What Is Gamification And Why It Is Not Gaming (I Don’t Want My Child To Play Games All Day!)
If you are looking for an eLearning platform to support your child’s learning, gamification is going to be a feature. If you interpret this term the wrong way, you might say that the last thing parents want their children to do is to play more games on the computer. But hold that thought for a moment. Why is a child is willing to spend hours, sometimes entire weekends, in front of a screen playing a game? Your children love games because they get instant feedback and rewards. We humans love rewards. We are a competitive lot and when we can advance to the next level of a challenge it motivates us to keep going. It makes us feel better that we have accomplished something, and we have! The same is true when we learn. Gamification gives students the incentive to succeed. So when you look for a strong eLearning platform for your child, remember that gamification is a good thing. So, what is gamification?
What Is Gamification And How It Works
Gamification has been around since the late 1800s. Originally, companies used reward systems to encourage people to buy from them and to build loyalty.
I am old enough to remember Green Stamps from the early 1960s. They were all the rage with housewives. Whenever my mother filled the gas tank or went to the grocery store, she only went to places that gave her green stamps.

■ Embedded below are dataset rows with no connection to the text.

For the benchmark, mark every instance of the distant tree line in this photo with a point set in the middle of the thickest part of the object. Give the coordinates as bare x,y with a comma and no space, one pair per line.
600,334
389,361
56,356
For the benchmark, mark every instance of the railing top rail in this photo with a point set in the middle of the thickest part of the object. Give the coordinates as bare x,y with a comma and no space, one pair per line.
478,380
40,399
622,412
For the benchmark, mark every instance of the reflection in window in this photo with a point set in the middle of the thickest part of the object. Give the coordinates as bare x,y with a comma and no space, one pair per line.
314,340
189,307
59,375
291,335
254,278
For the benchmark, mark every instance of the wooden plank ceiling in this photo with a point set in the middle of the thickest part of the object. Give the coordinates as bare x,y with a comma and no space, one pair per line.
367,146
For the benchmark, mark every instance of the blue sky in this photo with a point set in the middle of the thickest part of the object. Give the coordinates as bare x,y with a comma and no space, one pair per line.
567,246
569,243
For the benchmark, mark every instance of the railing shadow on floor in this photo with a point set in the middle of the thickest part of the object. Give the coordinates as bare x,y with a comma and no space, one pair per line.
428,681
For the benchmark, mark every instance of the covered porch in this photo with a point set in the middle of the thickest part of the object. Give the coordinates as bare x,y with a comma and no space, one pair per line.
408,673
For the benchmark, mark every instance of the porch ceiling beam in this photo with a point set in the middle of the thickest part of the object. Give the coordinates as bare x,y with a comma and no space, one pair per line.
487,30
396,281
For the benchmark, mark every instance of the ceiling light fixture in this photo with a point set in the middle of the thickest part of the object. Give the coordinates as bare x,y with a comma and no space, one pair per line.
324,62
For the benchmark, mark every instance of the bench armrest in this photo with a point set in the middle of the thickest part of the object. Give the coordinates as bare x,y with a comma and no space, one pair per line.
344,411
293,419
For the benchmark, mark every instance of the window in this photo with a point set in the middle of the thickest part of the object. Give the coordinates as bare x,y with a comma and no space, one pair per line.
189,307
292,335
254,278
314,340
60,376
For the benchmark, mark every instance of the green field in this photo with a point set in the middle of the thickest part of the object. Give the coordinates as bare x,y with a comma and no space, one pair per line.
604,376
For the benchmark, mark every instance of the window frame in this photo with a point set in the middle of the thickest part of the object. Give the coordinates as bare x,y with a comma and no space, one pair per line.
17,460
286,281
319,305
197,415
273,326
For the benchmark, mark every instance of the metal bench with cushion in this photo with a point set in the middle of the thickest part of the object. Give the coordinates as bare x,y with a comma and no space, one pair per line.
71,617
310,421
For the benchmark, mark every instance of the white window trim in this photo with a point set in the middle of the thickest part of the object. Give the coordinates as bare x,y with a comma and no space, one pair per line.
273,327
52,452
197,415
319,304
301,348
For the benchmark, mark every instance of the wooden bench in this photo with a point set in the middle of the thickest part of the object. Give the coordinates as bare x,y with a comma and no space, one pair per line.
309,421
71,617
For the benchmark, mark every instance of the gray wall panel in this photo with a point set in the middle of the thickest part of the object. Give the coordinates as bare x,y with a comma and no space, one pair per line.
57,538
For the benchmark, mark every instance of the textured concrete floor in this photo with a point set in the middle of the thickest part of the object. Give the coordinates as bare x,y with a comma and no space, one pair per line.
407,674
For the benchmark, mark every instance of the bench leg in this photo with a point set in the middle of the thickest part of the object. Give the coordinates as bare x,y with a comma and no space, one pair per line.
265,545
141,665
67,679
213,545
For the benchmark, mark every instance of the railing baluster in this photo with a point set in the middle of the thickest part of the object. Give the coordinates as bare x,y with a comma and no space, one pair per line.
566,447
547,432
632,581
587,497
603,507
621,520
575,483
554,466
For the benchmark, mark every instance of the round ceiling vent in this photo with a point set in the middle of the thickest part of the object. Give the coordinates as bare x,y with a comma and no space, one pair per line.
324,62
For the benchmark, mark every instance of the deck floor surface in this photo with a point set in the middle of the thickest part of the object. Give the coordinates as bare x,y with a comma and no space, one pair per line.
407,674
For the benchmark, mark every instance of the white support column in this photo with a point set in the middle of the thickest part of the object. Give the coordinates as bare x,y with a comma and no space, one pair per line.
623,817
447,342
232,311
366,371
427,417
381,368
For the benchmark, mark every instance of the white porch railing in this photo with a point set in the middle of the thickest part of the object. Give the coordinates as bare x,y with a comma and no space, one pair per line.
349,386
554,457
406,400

Religiously, she pasted them into her Green Stamps booklet. When the book was full, she could trade it in for a houseware product. It was hard to tell what was more exciting; filling the book or getting the actual reward. Essentially, every time she bought from the A&P or Esso, she would get a reward. She made a point of shopping there just so that she could get her just reward; a behaviorist approach to establishing loyalty!
Fast forward to the computer age. Gamers were born! Marketers, educators, policy makers, and businesses followed suit. Why wouldn't the benefits of the instant feedback and rewards that enticed gamers, entice buyers, clients, and students as well?
Now gamification has spread to the eLearning field with outstanding results.
Playing Games And Gamification Are Not The Same Thing
There may be mini-games within the framework, but the gamification is the big picture. When you hear the word gamification in a sales pitch for eLearning, it means that students learn under a framework of gamification. The sole purpose of gamification is motivating and reinforcing student learning with feedback, rewards, and a chance to practice a subject until they master it.
4 Ways In Which Gamification Leads To Mastery
1. Immediate Feedback.
With gamification, students get immediate feedback confirming their response to the material with an explanation or a hint for the student to try again. A ribbon displays the student’s progressive score as he or she proceeds through a module. At any point during the module, the student can review the feedback and try to improve his or her results.
2. Hard Evidence.
Gamification provides hard evidence of student progress by collecting and storing a record of it. The data to measures the student’s success, how many attempts or how long it took to achieve it, and whether or not the student needs more practice to reach mastery. Parents who are curious about their student’s progress can access this data as well.
3. Reward.
Gamification reinforces a sense of accomplishment for students who reach academic goals by boosting them to the next level of learning. Thus gamification rewards students with new challenges and activities while receiving badges and tangible rewards as well.
4. Active, Not Passive, Learning.
Learners learn by doing. Gamification stimulates learners to engage in what they learn rather than having to wade through volumes of overwhelming text. Gamification scaffolds a subject to make it possible for learners to accomplish simple tasks and build upon them to gain knowledge.
Never Fear
If you are a parent who is wary of an eLearning platform that promises gamification, never fear! When we learn, we absorb information; we manipulate; we make mistakes; we try again, and continue learning until we can apply what we learn to the real world. Gamification challenges students and parents to take an active part in their learning process by moving at their own pace and reaping the rewards.